Erick Ombija Ngoja

Personal information
- Full name: Erick Ombija Ngoja
- Date of birth: 7 June 1994 (age 31)
- Height: 1.75 m (5 ft 9 in)
- Position: Striker

Team information
- Current team: Nairobi City Stars
- Number: 24

Senior career*
- Years: Team / Apps / (Gls)
- 2016-18: Gor Mahia Youth
- 2018: Coast Stima FC
- 2018-19: Gor Mahia / 6 / (2)
- 2019-20: → Coast Stima (loan) / 25 / (17)
- 2020-22: Nairobi City Stars / 41 / (5)

= Erick Ombija =

Kenyan footballer (born 1994)

Erick Ombija Ngoja (born 7 June 1994) is a Kenyan striker who formerly turned out for Kenyan Premier League sides Gor Mahia F.C. and Nairobi City Stars.

==Club career==

Ombija turned out for Gor Mahia Youth before heading out to second-tier and coast-based side Coast Stima.

After a season he was back at Gor Mahia, the senior side, for the 2018-19 season but was to return to Coast Stima on loan for the season, from where he went on to top scorer in the league with 17 goals in 25 games.

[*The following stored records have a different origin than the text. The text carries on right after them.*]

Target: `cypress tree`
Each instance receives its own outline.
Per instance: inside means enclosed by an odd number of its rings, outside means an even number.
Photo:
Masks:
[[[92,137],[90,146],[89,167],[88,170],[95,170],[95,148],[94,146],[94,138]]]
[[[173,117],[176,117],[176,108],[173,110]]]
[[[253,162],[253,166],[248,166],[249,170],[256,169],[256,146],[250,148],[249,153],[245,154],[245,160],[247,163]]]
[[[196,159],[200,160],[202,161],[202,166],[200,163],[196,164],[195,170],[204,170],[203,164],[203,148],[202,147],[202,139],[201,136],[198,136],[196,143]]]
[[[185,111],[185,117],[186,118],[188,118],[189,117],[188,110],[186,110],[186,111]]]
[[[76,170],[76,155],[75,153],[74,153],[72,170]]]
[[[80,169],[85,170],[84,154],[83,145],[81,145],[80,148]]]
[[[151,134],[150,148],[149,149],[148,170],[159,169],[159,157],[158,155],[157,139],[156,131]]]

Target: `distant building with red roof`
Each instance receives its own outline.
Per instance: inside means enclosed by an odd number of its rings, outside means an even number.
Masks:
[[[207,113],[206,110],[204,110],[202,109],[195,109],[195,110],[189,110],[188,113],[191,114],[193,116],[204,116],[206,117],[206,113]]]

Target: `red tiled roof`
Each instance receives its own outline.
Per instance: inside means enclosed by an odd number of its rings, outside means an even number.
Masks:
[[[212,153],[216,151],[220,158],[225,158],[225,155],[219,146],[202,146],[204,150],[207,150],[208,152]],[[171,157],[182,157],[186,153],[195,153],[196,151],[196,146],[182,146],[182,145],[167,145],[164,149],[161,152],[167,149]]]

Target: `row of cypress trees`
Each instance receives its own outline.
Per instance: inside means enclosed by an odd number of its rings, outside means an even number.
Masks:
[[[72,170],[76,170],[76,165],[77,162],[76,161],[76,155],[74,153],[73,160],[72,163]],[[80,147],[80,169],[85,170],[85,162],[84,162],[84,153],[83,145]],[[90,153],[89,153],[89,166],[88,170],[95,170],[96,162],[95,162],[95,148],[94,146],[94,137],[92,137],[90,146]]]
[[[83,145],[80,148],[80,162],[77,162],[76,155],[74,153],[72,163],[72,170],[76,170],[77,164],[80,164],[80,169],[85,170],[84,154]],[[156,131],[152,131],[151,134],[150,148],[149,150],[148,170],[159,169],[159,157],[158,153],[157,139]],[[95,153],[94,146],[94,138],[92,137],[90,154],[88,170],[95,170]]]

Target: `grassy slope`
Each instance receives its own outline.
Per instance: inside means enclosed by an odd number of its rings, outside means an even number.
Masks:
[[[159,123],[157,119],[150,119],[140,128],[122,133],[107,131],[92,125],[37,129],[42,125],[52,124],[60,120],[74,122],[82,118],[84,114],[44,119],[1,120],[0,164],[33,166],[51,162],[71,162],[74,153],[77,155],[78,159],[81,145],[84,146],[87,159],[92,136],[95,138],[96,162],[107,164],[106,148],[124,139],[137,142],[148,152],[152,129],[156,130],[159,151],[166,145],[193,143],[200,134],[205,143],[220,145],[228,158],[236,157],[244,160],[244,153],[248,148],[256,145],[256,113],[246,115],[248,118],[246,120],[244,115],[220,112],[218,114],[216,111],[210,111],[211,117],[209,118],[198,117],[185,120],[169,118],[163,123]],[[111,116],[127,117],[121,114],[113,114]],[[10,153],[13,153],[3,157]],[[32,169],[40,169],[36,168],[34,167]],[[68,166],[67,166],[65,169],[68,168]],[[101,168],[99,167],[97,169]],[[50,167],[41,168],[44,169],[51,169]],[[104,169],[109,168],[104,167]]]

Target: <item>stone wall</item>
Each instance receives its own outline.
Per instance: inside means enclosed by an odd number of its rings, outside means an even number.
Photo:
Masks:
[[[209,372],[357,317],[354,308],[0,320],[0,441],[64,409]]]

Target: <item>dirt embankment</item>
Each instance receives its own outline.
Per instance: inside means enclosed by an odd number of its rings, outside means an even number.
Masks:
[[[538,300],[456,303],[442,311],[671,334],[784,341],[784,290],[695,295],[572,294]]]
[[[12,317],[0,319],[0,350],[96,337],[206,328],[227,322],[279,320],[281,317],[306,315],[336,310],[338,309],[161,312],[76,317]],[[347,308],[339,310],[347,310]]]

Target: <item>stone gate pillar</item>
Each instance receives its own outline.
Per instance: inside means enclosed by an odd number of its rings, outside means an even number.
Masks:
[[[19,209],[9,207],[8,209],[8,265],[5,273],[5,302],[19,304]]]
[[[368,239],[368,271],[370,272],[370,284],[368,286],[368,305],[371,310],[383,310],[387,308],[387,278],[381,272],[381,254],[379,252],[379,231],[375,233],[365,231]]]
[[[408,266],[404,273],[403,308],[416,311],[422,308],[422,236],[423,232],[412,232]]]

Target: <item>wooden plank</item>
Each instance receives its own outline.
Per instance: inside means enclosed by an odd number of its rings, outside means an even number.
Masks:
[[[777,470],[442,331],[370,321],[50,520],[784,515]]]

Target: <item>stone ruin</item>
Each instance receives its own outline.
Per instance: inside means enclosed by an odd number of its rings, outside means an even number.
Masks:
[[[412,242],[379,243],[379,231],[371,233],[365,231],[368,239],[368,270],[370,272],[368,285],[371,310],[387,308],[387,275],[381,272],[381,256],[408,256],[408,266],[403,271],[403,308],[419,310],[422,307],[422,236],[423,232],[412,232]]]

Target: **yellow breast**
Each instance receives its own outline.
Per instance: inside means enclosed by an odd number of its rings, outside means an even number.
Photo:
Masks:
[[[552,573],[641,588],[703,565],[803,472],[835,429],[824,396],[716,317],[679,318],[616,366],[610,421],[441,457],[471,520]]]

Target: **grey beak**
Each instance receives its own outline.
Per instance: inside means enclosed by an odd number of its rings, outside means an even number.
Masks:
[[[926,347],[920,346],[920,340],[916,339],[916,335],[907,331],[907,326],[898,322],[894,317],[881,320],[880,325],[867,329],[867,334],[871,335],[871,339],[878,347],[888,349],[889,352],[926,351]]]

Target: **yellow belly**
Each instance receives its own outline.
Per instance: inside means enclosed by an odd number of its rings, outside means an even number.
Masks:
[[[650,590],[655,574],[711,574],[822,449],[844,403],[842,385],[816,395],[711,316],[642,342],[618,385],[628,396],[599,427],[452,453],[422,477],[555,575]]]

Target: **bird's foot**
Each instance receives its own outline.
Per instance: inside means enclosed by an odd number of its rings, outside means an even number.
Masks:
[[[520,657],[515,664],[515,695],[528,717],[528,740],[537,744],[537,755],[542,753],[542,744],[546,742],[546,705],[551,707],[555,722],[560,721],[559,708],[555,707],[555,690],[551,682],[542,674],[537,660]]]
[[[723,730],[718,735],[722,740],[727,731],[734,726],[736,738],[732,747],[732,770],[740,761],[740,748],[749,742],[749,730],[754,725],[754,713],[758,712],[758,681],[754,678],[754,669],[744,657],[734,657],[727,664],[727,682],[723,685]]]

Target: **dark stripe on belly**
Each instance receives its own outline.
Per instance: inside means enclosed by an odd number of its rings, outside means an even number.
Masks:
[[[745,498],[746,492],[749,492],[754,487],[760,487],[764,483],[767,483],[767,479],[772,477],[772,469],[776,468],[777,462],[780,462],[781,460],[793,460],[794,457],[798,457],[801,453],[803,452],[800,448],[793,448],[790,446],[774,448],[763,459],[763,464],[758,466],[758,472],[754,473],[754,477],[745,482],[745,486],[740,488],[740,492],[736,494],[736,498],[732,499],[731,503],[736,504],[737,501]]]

He then joined Nairobi City Stars for the 2020-21 FKF Premier League season on a two-year deal.

He scored his maiden goal for the club on Sat 20 Feb 2021 against Zoo FC in Kasarani Annex and went on to score two more against Western Stima in awa and home games. He scored another two the next season against Bidco United and Kakamega Homeboyz.

He left City Stars at the end of his term.